The World Economic Forum recently interviewed 130 Chief People Officers and found that advancing workforce AI is a top priority. The focus is not solely on implementing technology, but on upskilling, reskilling, and integrating AI in a way that supports both people and performance. Doing so requires a human-centered approach to AI deployment.
But what does human-centered really mean?
First, not all workers are thinking about AI in the same way. Millennials are out front, integrating advanced AI tools into their everyday work more than any other group. They see AI as a natural extension of how they operate and are normalizing its role in the workplace. Gen Z, despite being the first generation raised entirely in a digital world, is approaching AI more cautiously. They’re quick to experiment with new technology, but they’re also the most likely to voice concerns with 70% reporting ethical reservations about AI, a higher share than any other generation. Meanwhile, Gen X and Boomers are moving more slowly. Both groups want hard evidence that a tool works before they’ll embrace it, and Boomers in particular remain wary of technology’s impact on human connection. For them, AI and other digital tools can feel like a threat to the relationship-driven ways they built their careers. These generational differences underscore the need for thoughtful, targeted strategies (Lattice, 2026 State of People Strategy Report).
A recent article in The Atlantic also pointed out a key tension: AI struggles to collaborate and automate simultaneously. Yet organizations often demand both. As we think about integration, we need to start by getting clear on a few fundamentals:
• What are we designing or leveraging AI to do?
• How, where, when, and why will it add value?
• What are the benefits/risks of removing humans from the loop?

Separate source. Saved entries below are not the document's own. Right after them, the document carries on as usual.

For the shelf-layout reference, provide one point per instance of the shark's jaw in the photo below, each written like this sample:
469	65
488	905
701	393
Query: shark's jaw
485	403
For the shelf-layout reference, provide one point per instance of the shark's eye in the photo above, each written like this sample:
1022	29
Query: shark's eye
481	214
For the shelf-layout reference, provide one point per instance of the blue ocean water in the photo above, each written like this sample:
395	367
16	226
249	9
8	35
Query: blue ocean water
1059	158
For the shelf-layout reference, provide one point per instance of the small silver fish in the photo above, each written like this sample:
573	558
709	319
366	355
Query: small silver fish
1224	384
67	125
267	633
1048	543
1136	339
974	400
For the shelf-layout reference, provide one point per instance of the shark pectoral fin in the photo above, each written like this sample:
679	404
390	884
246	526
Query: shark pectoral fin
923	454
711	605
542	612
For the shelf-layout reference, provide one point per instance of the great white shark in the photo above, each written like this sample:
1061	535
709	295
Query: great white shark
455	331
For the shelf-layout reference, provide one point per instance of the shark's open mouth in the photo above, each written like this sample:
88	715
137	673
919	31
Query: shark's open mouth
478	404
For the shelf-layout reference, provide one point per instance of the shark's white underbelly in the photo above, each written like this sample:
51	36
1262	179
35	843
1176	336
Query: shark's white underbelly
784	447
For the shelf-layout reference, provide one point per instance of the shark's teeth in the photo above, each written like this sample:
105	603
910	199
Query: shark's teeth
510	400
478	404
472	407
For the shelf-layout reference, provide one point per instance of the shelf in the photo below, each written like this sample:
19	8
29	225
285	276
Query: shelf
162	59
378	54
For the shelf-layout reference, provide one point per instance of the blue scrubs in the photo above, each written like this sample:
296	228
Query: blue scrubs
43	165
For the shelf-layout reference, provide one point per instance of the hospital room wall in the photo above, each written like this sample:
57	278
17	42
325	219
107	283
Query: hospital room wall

What are the benefits/risks of keeping humans in the loop?
• And how do we prepare our people to engage with AI effectively?
The same thinking applies to training. Most employees don’t have 10 extra hours to watch explainer videos and even if they did, information alone doesn’t drive behavior change. Bite-sized, experiential learning tied to real work is often more effective. The goal is to fit the training to the people, not force people to fit the training. We know that training can’t be a one-and-done event. In my work at Deutser, I’ve seen the power of operationalizing AI integration in a much more systematic way. For example, we’ve designed a multi-pronged approach in our work with professional sports teams. We start with cross-functional teams and frame targeted sessions with simple questions like: What can AI do for us? From there, we use surveys, focus groups, 1:1 interviews, and ongoing working sessions and workshops (ranging from 90-minutes to several hours) to uncover friction points and opportunities for AI to drive meaningful improvements. We engage these teams to build the strategy for the organization from the bottom-up with leader buy-in and support from the top-down. It’s not just about managing fear. We design these to build excitement and expan agency across the enterprise. We engage folks through play, experimentation, ideation, and by simply talking through fears. People want to feel part of the process and the people closest to the work should be involved in figuring out how AI can serve as a partner, collaborator, teacher, mentor, intern, etc. in their day-to-day. They can help define the role and the interaction. Without their engagement, the likelihood of long-term success drops significantly.
Human-centered design means acknowledging a non-dual reality, that change is hard and that’s okay. In his book, Master of Change, Brad Stulberg makes a compelling comparison between homeostasis and allostasis. While homeostasis is about returning to the familiar (X → Y → X), allostasis embraces change (X → Y → Z). We’re not going back to “how things were.” We’re creating something new and that can feel both disruptive and empowering. In that sense, allostasis is about building capacity and empowering our people to respond with greater allowance for adaptability, to find re-order, to move through change with resilience and a stability despite knowing a different future awaits.
To be truly human-centered, we need to listen deeply. Understand people’s concerns, goals, and motivations. Then, design and test solutions like scientists and entrepreneurs iterating frequently with a systems-thinking mindset.
There is much more to consider when it comes to human-centered deployment but I hope this offers you a good starting place. What’s on your mind as you navigate AI integration? How are you thinking about people, performance, tools, and designing systems for the future?